Het einde van het schooljaar nadert. Dit wil zeggen dat we op dit moment volop woordjes en grammatica in ons hoofd aan het stampen zijn en dat de opdrachten voor de cursus photoshop bijna moeten ingeleverd worden. Voor die laatste cursus heb ik snel een paar dingen ineen geflanst. Ik ben er zelf niet echt tevreden over, maar door tijdsgebrek zal dit moeten volstaan, vrees ik.
taal
Spliaans
Het blijft me verbazen hoe makkelijk dat Italiaans eruit blijft rollen in de Spaanse les. ‘t Is nochtans niet dat we nog veel Italiaans spreken. Als ik naar een woord zoek, lijkt het Italiaans altijd eerder klaar te zitten dan het Spaans. En het probleem is, ik vind dat mijn gemengd Spaans-Italiaanse zinnen best ok klinken en hoor vaak niet van mezelf dat er een Italiaans woord tussenfloept. Al vrees ik dat de juffrouw er op het mondeling examen wel lichtelijk anders over zal denken.
Analoge technologieën
De juffrouw Russisch wilde ons tijdens de les een fragment tonen van een theaterstuk. Het fragment in kwestie stond op een ouderwetse VHS-band. Je weet wel, zo’n ding dat na veelvuldig gebruik zwarte strepen op het beeld tevoorschijn tovert. De VHS-cassette werd in een videorecorder gestopt, die zonder twijfel nog uit de vorige eeuw dateerde. Uiteraard werkte het ding niet meer en kwam er bij het uitnemen van de cassette een sliert bruine band achterna. Ach, de herinneringen. En dan te bedenken dat ik al bijna vergeten was dat zulke dingen überhaupt bestonden.

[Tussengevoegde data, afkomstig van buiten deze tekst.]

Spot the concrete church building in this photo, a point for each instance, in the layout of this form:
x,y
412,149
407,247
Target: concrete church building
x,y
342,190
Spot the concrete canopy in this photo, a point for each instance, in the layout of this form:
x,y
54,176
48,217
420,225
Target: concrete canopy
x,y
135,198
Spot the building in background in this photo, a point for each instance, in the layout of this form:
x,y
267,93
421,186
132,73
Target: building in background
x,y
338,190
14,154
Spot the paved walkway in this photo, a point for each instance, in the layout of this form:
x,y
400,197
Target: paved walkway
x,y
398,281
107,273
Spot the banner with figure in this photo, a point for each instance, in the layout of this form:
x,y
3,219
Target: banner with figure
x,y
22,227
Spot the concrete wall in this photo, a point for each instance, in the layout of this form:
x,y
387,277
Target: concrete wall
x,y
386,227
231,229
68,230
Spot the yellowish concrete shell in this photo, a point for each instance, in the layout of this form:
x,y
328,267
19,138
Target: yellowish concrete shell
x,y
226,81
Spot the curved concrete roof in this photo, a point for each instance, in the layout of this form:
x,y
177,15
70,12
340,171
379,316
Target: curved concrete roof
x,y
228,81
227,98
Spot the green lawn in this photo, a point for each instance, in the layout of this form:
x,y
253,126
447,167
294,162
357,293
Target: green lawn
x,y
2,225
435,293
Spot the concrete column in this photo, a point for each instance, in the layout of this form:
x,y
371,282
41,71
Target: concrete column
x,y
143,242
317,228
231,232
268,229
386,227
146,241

Het is verbazingwekkend hoe snel het comfort van al die nieuwe digitale technologieën vanzelfsprekend wordt.
Spaans theater
Ik wist niet goed wat ik ervan moest verwachten, maar het theater deze avond is supergoed meegevallen. Twee acteurs brachten zes korte scènes met een humoristische toets. Niets om schuddebuikend van over de grond te rollen, maar wel genoeg om een glimlach op de gezichten te toveren. De acteurs articuleerden beiden bijzonder goed, wat het voor de eerste- en tweedejaars studentjes Spaans in de zaal bijzonder makkelijk maakte om de tekst te volgen, zelfs al verstonden we niet elk woord.
Dit theaterstuk sluit alvast perfect aan bij ons voornemen om in onze schaarse vrijetijd eens wat meer Spaanse films te zien. Er staan nog een aantal Almodóvar-films op mijn zeker-te-zien lijstje en ons Spaans kan er maar wel bij varen.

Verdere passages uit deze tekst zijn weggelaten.